Throughout the yacht’s interior, soft fabrics and leather and neutral colours add to the feeling of serenity—as do the vessel’s generators, which, emitting less than 40 decibels of sound, are just a quiet hum, even when standing next to them in the engine room. A pair of MTU Iron MAN 8V 4000 M63 engines produce 1014kW each, propelling Race to a 15-knot top speed and providing a range of 3000 nautical miles at 12 knots.

The skydeck, the uppermost of the four decks, will likely be a favourite spot for guests, thanks to the requisite hot tub, bar and lounging areas. The shade-supplying radar arch is in bold black, with stylized stainless-steel details easily seen from afar—a unique sight. “Get a look at the exterior navigation lights,” urges the fine-art-loving Galassi over lunch. “They are [like] a sculpture.”

Alberto Cocchi

The 50M’s water-level beach club stows a Williams Dieseljet 625 tender when the space is not in use by seaside sunners. But haul that thing out and you can open up the transom door and side hatch to take advantage of this sea-level entertainment deck and its breezy, open-air lounge with easy access to the water.

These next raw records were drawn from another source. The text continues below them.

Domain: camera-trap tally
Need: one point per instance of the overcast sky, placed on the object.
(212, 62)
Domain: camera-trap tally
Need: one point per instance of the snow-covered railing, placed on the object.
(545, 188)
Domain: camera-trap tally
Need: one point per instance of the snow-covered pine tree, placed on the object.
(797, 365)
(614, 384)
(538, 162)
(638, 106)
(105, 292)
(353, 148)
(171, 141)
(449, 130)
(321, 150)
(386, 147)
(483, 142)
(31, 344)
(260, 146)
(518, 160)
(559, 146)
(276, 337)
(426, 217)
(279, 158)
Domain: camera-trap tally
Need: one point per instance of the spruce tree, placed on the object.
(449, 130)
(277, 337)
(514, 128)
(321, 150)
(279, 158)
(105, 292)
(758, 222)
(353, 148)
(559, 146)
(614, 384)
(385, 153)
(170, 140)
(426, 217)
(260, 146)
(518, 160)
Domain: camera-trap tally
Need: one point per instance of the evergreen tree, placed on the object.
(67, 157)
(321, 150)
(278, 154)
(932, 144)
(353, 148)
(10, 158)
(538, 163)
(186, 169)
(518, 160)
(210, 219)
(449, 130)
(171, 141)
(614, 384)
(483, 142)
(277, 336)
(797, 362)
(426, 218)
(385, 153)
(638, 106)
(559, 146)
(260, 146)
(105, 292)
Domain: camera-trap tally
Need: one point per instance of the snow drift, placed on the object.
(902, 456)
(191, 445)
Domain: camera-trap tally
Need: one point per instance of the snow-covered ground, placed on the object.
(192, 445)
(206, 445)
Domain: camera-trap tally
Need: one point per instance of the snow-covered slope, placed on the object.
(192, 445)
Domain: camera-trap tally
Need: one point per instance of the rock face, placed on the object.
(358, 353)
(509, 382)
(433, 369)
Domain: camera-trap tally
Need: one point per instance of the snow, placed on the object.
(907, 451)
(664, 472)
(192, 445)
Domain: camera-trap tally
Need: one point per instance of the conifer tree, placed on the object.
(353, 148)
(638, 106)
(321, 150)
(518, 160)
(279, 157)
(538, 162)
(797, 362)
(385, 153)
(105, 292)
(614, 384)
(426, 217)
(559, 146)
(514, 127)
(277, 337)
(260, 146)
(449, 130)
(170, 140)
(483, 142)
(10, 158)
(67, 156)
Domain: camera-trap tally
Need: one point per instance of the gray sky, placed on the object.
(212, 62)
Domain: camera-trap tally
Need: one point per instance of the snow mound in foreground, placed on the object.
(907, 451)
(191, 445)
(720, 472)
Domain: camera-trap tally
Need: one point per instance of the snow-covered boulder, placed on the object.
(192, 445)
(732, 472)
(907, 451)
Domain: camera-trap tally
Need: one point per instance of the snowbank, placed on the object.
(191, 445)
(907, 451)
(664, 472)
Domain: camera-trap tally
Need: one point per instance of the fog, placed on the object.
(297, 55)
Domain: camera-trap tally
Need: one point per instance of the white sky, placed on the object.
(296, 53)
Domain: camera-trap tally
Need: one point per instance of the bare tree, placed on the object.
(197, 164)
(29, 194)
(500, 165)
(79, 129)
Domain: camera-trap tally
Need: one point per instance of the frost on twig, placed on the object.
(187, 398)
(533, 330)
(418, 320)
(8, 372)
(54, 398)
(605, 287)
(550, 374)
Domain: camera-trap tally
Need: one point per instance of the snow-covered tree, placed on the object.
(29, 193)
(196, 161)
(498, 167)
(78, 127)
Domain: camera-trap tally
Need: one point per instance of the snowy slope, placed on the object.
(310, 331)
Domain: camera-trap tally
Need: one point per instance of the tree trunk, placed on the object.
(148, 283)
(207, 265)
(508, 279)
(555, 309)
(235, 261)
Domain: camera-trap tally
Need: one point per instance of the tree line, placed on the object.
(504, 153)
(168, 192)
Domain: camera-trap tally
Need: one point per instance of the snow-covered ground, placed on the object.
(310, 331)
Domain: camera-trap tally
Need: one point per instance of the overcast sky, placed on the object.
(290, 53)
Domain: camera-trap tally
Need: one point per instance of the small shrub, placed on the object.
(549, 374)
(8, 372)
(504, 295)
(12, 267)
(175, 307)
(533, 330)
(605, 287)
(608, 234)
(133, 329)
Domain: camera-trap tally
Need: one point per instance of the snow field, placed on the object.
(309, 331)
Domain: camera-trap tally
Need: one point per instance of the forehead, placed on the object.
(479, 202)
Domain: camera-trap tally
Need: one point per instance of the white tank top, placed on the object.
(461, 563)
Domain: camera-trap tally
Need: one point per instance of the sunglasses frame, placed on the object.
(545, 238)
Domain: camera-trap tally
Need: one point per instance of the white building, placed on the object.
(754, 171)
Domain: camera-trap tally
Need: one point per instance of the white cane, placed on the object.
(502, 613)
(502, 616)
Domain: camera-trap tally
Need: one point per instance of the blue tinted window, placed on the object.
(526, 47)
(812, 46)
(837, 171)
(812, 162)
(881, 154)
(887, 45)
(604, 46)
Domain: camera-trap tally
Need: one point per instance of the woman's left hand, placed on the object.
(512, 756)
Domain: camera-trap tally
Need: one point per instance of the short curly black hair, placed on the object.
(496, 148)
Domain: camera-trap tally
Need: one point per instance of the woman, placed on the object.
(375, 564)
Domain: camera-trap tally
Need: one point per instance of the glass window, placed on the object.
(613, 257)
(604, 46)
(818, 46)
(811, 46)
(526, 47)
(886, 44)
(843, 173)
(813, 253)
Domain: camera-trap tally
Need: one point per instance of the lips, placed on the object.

Besides kicking off a new superyacht series for Riva, the 50M lets the brand claim a spot at Ferretti Group’s new Superyacht Division in Ancona, Italy, where subsequent vessels will share construction space with the company’s other large bespoke yachts. Another thing they share: fulfilling ocean-lovers’ deepest desires.

“At the end of the day,” says Galassi, “you’re buying a dream.”